# Product of monic polynomials

1. Mar 2, 2008

### ehrenfest

1. The problem statement, all variables and given/known data
Show that $x^{p^n}-x$ is the product of all the monic irreducible polynomials in $\mathbb{Z}_p[x]$ of a degree d dividing n.

2. Relevant equations

3. The attempt at a solution
So, I want to prove that the zeros of all such monic polynomials are also zeros of $x^{p^n}-x$ and vice versa. I cannot do either, unfortunately.

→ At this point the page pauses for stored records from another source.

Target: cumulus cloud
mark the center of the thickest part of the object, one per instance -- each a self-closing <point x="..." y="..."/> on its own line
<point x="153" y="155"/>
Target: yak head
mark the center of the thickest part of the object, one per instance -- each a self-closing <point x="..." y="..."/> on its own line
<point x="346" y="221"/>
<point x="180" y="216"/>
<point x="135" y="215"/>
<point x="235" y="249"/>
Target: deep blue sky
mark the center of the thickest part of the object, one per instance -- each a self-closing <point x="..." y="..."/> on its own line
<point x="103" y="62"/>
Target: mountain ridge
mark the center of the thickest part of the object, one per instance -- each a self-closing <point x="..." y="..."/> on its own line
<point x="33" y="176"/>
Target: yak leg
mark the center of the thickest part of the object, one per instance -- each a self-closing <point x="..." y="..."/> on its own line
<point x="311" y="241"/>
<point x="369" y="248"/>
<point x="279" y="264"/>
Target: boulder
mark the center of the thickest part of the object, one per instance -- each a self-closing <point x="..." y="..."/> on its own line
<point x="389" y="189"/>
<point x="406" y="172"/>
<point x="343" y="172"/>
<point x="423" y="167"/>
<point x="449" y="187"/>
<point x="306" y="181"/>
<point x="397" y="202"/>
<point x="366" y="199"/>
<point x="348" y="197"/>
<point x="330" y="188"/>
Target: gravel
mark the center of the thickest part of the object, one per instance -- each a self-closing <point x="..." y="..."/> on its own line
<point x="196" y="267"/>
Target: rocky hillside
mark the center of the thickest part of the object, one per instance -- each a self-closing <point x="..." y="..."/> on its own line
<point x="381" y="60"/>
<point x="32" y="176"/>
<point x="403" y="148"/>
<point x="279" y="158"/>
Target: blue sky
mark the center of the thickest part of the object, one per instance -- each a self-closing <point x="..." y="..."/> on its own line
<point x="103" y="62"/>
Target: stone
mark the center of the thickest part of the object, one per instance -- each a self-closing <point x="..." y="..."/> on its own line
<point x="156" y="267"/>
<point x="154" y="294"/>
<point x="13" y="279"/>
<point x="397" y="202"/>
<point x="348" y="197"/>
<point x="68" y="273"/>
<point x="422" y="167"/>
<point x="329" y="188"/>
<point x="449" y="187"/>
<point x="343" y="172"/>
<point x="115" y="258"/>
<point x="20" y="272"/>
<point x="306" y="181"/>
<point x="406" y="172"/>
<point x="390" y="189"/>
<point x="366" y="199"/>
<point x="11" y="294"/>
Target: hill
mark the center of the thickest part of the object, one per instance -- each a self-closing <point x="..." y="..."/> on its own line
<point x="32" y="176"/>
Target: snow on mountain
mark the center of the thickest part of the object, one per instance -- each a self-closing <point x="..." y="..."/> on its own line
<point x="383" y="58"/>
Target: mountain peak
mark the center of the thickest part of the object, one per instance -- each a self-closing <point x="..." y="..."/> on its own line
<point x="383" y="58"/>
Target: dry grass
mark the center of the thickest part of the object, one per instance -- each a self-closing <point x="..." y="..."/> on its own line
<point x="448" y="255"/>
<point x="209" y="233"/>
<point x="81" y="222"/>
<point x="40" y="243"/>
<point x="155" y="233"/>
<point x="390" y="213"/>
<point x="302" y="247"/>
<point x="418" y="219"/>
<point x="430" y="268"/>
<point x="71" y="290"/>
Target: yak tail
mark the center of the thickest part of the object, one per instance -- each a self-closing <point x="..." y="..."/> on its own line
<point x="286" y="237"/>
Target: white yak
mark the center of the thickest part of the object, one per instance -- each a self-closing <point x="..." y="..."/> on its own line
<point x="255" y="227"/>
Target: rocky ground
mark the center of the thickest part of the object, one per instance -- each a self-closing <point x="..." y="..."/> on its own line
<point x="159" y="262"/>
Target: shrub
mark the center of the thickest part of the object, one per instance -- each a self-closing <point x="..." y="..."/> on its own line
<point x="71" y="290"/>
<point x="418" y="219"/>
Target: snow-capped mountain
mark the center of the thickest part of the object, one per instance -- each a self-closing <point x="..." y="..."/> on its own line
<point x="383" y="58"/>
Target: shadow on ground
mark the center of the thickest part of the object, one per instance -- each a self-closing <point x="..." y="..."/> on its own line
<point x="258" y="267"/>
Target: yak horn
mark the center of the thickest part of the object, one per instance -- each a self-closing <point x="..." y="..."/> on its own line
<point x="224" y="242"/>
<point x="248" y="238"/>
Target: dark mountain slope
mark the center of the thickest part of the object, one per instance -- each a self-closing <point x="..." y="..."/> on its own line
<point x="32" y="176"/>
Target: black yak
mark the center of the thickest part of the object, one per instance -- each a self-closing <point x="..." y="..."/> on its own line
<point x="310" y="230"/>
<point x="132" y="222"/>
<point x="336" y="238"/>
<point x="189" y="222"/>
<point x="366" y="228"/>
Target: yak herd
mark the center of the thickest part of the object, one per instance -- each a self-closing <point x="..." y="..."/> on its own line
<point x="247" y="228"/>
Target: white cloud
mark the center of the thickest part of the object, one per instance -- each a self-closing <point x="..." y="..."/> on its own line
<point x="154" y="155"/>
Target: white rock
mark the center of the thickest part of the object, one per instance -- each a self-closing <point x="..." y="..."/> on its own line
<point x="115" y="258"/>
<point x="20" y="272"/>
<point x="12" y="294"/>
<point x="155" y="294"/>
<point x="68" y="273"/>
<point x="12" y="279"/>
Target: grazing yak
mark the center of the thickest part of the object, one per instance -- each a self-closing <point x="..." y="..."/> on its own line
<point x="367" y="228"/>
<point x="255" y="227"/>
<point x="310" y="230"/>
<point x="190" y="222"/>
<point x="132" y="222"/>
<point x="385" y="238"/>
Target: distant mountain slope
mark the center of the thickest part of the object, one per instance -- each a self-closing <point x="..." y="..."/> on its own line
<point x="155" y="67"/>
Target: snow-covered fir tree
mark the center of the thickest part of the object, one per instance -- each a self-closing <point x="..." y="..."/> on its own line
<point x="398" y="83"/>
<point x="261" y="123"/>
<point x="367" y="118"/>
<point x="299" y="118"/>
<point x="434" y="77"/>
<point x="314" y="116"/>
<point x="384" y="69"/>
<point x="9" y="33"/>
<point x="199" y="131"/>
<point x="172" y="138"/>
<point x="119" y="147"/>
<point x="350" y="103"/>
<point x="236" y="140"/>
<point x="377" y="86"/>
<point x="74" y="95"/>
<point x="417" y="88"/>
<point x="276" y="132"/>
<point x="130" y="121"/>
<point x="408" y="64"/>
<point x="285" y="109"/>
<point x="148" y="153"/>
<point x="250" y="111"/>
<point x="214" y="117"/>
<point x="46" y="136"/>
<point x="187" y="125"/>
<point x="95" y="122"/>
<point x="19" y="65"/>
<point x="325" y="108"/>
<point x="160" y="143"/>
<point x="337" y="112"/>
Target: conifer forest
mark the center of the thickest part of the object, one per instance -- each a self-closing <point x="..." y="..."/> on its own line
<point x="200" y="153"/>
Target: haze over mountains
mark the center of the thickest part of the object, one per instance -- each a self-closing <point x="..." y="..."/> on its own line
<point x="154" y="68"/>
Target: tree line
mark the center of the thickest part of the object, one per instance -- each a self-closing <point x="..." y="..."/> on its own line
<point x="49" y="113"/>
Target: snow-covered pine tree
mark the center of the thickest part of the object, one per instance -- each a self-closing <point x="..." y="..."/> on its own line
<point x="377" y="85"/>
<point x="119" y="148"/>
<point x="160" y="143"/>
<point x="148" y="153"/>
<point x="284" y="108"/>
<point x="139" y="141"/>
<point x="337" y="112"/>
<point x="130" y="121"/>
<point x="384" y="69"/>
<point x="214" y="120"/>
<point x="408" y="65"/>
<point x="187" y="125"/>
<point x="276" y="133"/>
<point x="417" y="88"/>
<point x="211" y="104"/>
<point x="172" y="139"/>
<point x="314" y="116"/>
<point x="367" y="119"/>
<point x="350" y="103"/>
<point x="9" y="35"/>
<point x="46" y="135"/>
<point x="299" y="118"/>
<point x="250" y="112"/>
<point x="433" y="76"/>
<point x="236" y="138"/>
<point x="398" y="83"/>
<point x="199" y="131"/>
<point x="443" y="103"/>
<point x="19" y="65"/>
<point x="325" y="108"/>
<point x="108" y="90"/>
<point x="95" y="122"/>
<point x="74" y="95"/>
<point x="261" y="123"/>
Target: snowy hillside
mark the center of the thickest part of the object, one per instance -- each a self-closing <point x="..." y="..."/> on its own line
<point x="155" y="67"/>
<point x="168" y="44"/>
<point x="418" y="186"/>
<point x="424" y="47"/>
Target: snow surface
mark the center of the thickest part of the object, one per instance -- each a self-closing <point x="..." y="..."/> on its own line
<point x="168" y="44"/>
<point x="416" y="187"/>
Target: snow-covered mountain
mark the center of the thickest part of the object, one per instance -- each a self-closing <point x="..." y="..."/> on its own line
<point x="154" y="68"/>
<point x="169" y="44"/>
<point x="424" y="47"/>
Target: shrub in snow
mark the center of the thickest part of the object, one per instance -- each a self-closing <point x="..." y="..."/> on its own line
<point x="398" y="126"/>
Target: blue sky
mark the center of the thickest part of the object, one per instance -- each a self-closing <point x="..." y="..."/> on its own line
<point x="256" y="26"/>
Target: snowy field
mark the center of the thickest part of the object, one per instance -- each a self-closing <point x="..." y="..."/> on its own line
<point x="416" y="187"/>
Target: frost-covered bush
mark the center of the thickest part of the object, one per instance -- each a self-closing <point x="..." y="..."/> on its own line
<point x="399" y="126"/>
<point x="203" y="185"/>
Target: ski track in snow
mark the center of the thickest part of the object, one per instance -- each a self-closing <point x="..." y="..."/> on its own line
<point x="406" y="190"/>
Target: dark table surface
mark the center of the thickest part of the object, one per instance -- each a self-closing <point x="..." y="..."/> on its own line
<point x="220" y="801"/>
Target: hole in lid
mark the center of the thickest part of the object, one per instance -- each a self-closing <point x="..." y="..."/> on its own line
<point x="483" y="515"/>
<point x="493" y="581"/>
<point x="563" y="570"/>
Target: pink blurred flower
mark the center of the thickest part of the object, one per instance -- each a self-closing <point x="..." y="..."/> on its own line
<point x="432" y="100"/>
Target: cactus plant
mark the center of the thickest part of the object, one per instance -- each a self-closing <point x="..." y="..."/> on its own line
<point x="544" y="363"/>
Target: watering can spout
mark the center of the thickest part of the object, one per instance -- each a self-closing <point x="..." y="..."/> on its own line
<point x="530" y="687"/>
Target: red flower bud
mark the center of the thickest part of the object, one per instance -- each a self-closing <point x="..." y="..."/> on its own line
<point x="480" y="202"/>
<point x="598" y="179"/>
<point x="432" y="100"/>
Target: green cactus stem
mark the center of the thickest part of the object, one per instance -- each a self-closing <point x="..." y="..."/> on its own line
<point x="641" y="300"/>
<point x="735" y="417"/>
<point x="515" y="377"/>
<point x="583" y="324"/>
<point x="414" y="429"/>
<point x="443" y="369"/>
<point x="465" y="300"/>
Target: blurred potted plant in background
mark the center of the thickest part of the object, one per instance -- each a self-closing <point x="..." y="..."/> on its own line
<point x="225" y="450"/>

We know that the elements of GF($p^n$) are precisely the zeros of $x^{p^n}-x$. And we know that if f(x) is a monic polynomial of degree m in $\mathbb{Z}_p[x]$, then when you adjoin any of its zeros to $\mathbb{Z}_p$, you get a field with p^m elements whose elements are precisely the zeros of $x^{p^m}-x$. So, I guess if $\alpha$ is a zero of $x^{p^n}-x$, then does the irreducible monic polynomial that $\alpha$ is a zero of need to be a factor of $x^{p^n}-x$?

Last edited: Mar 2, 2008
2. Mar 2, 2008

### morphism

Yes: if m(x) is the minimal polynomial of $\alpha$ over Z_p (what you call the irreducible monic polynomial associated with $\alpha$), and if f(x) is a another polynomial in Z_p[x] with $\alpha$ as a root, then m(x)|f(x).

3. Mar 2, 2008

### ehrenfest

If you write out the unique factorization of m(x) and f(x) in $\bar{\mathbb{Z}_p}[x]$, then both factorizations must contain $x-\alpha$, but why does m(x) need to contain factors with all of the other zeros of f(x)? Does it have something to with the fact that <m(x)> is a maximal ideal in $\mathbb{Z}_p[x]$?

4. Mar 2, 2008

### morphism

m(x) is the monic polynomial of least degree with $\alpha$ as a root (prove this if you don't already know it). Because Z_p is a field, Z_p[x] has a division algorithm. So let's write f(x)=a(x)m(x)+r(x), where r is either zero or its degree is less than that of m. Now note that f($\alpha$)=a($\alpha$)m($\alpha$)+r($\alpha$), which implies that r($\alpha$)=0. The minimality of m now lets us conclude that r=0.

5. Mar 3, 2008

### ehrenfest

So the next step is to show that if $\alpha$ is a zero of $x^{p^n}-x$, then the minimal polynomial of $\alpha$ has degree d dividing n. That would imply that the factorization of $x^{p^n}-x$ over $\mathbb{Z}_p$ consists only of polynomials of degree d dividing n. Let m be the degree of \alpha. Then \alpha is also a solution to $x^{p^m}-x$ but I am not really sure if that even helps.

6. Mar 4, 2008

anyone?

7. Mar 4, 2008

### morphism

If you adjoin \alpha to Z_p, you'll get a subfield of GF(p^n). But now d=[Z_p(alpha) : Z_p] is a divisor of n=[GF(p^n) : Z_p].

(If the minimal polynomial of \alpha over F has degree d, then alpha generates an extension of degree d of F.)